If you haven't socked away enough money to live off of in retirement, or you're not on track to do so, the Social Security income you collect in retirement will be especially important to you. Even if you have saved a hefty nest egg, the more income, the better, right? An extra, say, $20,000 or $30,000 per year can mean a much more enjoyable and financially secure future.

Here's a quick look at three effective strategies for boosting your Social Security benefits.

A smiling person holding lots of fanned out $100 bills.

Image source: Getty Images.

1. Work longer and earn more

First off, know that the formula used by the Social Security Administration (SSA) to determine our benefits is based on our incomes (adjusted for inflation) in the 35 years in which we earned the most. So you should aim, at a minimum, to work 35 years, if possible -- because every year less than that will result in a zero being incorporated into the calculations.

Better still, you might work beyond 35 years -- because if near the end of your career you're earning much more than you did before (on an inflation-adjusted basis), then each year you work beyond 35 years will kick a low-earning year out of the calculations.

Maximizing your income, then, is a very effective way to boost your benefits. You might achieve that by climbing your career ladder aggressively and enjoying frequent big raises, but there are other ways, too. For example, you might take on one or more side gigs, such as tutoring kids, driving for a ride-sharing service, selling crafts you make, and so on.

2. Work longer and delay starting to collect your benefits

Another way to boost your Social Security benefits is to delay starting to collect them. Each of us has a "full retirement age" (FRA) at which we can start collecting the full benefits to which we're entitled based on our earnings history. For most of us, that's age 66 or 67 -- but you can actually start collecting as early as age 62 or as late as age 70.

Starting earlier will make your checks smaller -- though you'll receive more of them, making up potentially much or all of the difference. Delaying will make your checks bigger. The table below shows how much of your full benefits you can expect to collect based on when you start collecting them:

Start Collecting at:

Full Retirement Age of 66 

Full Retirement Age of 67 

62

75%

70%

63

80%

75%

64

86.7%

80%

65

93.3%

86.7%

66

100%

93.3%

67

108%

100%

68

116%

108%

69

124%

116%

70

132%

124%

Data source: Social Security Administration.

Two hands on an index card that reads more income.

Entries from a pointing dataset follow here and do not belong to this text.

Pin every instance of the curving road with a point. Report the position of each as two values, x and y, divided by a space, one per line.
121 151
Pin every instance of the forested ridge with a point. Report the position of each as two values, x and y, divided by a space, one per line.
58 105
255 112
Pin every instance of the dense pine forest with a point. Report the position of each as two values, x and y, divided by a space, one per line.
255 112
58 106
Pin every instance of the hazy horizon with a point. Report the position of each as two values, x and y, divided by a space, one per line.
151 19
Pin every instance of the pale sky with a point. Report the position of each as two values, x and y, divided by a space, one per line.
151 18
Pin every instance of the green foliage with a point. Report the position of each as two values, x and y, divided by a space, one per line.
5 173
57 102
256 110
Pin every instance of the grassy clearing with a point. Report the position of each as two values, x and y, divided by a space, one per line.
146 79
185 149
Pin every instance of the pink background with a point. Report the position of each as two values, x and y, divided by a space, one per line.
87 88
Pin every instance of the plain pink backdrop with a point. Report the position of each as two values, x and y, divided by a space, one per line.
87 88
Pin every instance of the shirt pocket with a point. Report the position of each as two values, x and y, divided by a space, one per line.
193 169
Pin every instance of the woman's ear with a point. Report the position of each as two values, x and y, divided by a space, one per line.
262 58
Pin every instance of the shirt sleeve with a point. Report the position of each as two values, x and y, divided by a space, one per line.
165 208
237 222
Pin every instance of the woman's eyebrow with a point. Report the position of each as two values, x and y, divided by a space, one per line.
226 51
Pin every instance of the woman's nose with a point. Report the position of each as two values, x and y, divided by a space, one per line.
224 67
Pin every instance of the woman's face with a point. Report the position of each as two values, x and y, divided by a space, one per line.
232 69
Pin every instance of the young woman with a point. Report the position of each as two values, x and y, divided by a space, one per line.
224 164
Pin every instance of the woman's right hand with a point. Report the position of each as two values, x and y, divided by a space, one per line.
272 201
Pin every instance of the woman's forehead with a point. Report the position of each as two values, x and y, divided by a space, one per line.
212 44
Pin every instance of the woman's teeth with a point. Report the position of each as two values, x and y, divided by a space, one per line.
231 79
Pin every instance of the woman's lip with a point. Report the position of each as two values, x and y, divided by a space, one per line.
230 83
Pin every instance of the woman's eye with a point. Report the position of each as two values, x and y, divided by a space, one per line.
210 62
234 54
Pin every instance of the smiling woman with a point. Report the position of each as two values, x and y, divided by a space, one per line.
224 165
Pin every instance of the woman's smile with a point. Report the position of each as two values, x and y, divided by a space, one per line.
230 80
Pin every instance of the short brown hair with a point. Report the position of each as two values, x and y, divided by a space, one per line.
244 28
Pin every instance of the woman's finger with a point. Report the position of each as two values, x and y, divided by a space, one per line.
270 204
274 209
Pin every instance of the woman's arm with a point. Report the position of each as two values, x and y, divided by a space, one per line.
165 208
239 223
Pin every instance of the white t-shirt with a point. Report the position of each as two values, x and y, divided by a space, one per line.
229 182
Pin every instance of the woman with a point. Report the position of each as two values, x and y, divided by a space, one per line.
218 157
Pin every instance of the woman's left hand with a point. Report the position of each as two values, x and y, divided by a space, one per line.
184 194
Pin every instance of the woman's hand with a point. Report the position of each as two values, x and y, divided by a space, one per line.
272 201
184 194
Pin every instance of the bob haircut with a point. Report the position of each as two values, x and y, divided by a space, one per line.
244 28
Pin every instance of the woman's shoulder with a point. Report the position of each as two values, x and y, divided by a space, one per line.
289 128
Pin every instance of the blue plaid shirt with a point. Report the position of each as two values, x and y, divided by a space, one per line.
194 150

Image source: Getty Images.

3. Coordinate with your spouse

Finally, if you're married, spend a little time researching Social Security strategies with your spouse -- or consult a financial advisor or planner for some guidance. For example, if you both have similar earnings histories, you might both try to delay collecting until age 70, to maximize your future household income. If one has earned significantly more, though, it's often good to prioritize maximizing that benefit, so if you both need or want to start collecting one spouse's benefits, you might opt for the lower-earner's, to let the higher-earner's benefit grow larger still.

The more you learn about Social Security, the more you may be able to get out of the vital program. It can be the income that supplements what you've saved, enabling you to have the income you'll need in retirement.